Publicly funded home care appeals to Ontario voters and politicians

It has long been obvious that, when Ontario’s political leaders hit the hustings this fall, none of them will be eager to discuss with voters the difficult questions about how to make the public health system sustainable.
But there’s some hope that, if nothing else, the coming campaign will move the province toward taking a necessary (if relatively easy) step toward bracing the system for the onslaught of an aging population.
The expansion of publicly funded home care is a rare sort of sweet spot – a policy that has the potential to win votes for politicians while actually saving governments money down the road. To a great many people, there is considerable appeal in giving themselves, their parents or their grandparents the opportunity to be cared for in their later years in the comfort of their own homes, rather than in hospitals. And for governments, that option has the potential to help clear up one of the biggest drivers of health-care costs – the so-called “bed blockers” who tie up roughly 20 per cent of hospital beds, even though they could be treated elsewhere.
This appears not to have been entirely lost on any of the provincial parties. The Progressive Conservatives promise, albeit rather vaguely, that they would set up “a new government-funded home care provider.” The New Democrats pledge that they would deliver an additional million hours of home-care services each year. And sources say that the Liberals, who have made rather limited progress on home care during their eight years in office, are nevertheless considering making it a big part of their re-election platform.
If so, there’s plenty of room for Dalton McGuinty’s government to go above and beyond what’s currently on the table.
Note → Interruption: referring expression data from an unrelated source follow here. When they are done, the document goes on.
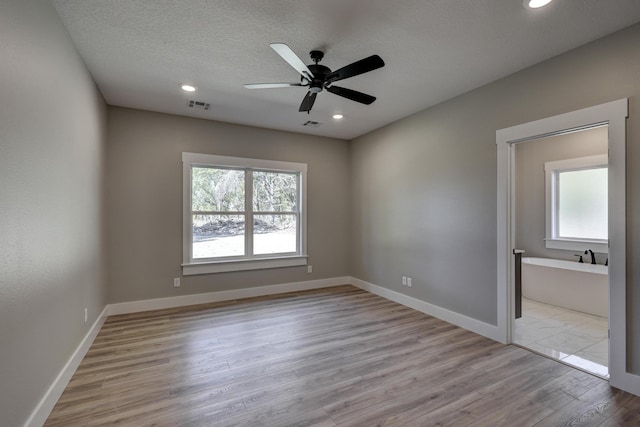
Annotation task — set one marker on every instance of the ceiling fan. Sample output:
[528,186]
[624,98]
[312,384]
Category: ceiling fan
[318,77]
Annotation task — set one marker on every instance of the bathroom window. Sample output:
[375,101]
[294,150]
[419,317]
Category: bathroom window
[242,214]
[577,204]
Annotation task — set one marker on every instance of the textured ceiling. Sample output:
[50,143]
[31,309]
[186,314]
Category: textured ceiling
[139,51]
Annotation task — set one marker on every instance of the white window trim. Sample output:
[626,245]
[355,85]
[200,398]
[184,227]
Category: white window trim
[191,267]
[551,240]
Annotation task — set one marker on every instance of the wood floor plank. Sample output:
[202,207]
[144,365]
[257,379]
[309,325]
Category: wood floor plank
[332,357]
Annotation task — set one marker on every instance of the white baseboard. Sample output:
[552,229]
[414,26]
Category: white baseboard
[50,398]
[193,299]
[469,323]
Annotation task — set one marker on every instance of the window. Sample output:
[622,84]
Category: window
[577,204]
[242,214]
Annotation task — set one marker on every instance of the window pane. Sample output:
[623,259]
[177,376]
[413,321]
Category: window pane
[274,191]
[218,236]
[582,204]
[218,190]
[274,234]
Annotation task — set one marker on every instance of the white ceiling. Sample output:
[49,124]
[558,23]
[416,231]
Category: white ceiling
[139,51]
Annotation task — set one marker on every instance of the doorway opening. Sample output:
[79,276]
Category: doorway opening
[561,225]
[613,115]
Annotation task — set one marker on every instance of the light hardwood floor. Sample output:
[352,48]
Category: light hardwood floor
[330,357]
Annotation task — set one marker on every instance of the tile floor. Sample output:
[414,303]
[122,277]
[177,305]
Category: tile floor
[576,338]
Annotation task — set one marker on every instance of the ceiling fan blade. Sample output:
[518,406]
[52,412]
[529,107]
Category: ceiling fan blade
[308,101]
[292,59]
[359,67]
[270,85]
[353,95]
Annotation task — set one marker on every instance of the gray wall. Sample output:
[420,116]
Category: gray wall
[424,188]
[52,133]
[144,202]
[530,185]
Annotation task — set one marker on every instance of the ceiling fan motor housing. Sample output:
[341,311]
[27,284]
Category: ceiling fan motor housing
[320,73]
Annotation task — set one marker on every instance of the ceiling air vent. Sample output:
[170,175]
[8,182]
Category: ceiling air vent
[311,124]
[199,105]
While the NDP’s promise seems the most ambitious so far, it would represent just a 3-per-cent increase over existing home-care service – enough perhaps to help with current demand, but not to prepare for what’s coming. (Questionably, Andrea Horwath’s party claims it could do this while taking $65-million out of the $1.9-billion Ontario spends on home care each year by finding administrative savings.)
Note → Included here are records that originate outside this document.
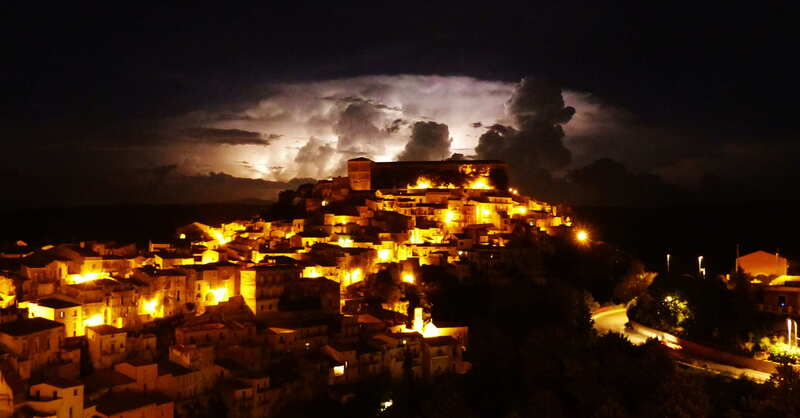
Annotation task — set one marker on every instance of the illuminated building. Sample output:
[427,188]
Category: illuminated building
[254,291]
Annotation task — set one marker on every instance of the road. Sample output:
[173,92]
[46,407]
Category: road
[614,320]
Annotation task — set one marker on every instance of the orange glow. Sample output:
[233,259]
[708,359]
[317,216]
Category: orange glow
[426,183]
[93,321]
[220,294]
[354,276]
[338,370]
[408,278]
[480,183]
[86,277]
[219,237]
[384,254]
[312,272]
[150,306]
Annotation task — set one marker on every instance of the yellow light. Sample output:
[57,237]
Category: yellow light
[93,321]
[220,294]
[311,272]
[426,183]
[86,277]
[384,254]
[355,276]
[219,237]
[422,183]
[150,306]
[480,183]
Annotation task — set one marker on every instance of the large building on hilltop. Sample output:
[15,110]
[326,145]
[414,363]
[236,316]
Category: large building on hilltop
[365,174]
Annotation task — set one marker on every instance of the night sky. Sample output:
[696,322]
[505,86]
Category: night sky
[104,104]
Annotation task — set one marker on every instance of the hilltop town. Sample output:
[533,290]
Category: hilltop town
[325,291]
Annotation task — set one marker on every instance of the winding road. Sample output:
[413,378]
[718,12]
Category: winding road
[613,319]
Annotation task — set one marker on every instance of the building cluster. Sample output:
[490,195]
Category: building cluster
[250,315]
[778,291]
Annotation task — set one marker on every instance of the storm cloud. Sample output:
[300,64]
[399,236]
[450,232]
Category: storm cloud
[224,136]
[533,147]
[429,141]
[310,129]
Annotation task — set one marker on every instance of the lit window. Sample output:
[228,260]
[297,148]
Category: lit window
[338,370]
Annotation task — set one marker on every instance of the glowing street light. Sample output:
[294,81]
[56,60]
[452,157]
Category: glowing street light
[700,269]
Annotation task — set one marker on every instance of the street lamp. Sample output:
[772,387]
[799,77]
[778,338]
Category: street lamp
[700,268]
[582,236]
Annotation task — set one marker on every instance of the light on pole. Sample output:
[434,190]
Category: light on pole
[700,268]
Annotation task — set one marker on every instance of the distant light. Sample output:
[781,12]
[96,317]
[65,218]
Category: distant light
[386,405]
[384,254]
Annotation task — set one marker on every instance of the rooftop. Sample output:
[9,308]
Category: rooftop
[28,326]
[56,303]
[106,330]
[117,402]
Although all the parties are reluctant to make major new spending commitments given the province’s $16.7-billion deficit, an argument could be made that there’s some awfully good value here in the long run. The average annual cost per home-care client, according to the provincial Health Minister, is $3,956.76. That amount covers less than a week of chronic in-patient care in a hospital, and less than a month for the average patient in a long-term care facility.
Of course, it’s not as simple as just writing a bigger cheque. Most everyone concedes that the home-care system, administered mostly through the province’s 14 Community Care Access Centres, is unwieldy. Establishing a more efficient delivery system, which both opposition parties are hinting at, would have to be part of the equation.
But then, there are very few easy ways to modernize health care. And this one, unlike many others, can at least be sold as making patients’ lives more pleasant – all while freeing up hospitals to focus their attention on acute care.
Mr. McGuinty’s Liberals, who face an uphill battle to get re-elected, may well have lost their chance to really move this issue forward themselves. But as they cast about for a good reason to ask for a third mandate, this seems like a good place to start. And though this surely isn’t their priority, using their platform to raise the home-care bar could at least compel the opposition parties – including the Tories, who lead in the polls and promise more details on their home-care plans closer to the election – to be more ambitious.
As a general rule, games of one-upmanship before elections can have unpleasant consequences after them. But a bidding war over home care might be the best-case scenario for moving the health system forward during the coming campaign.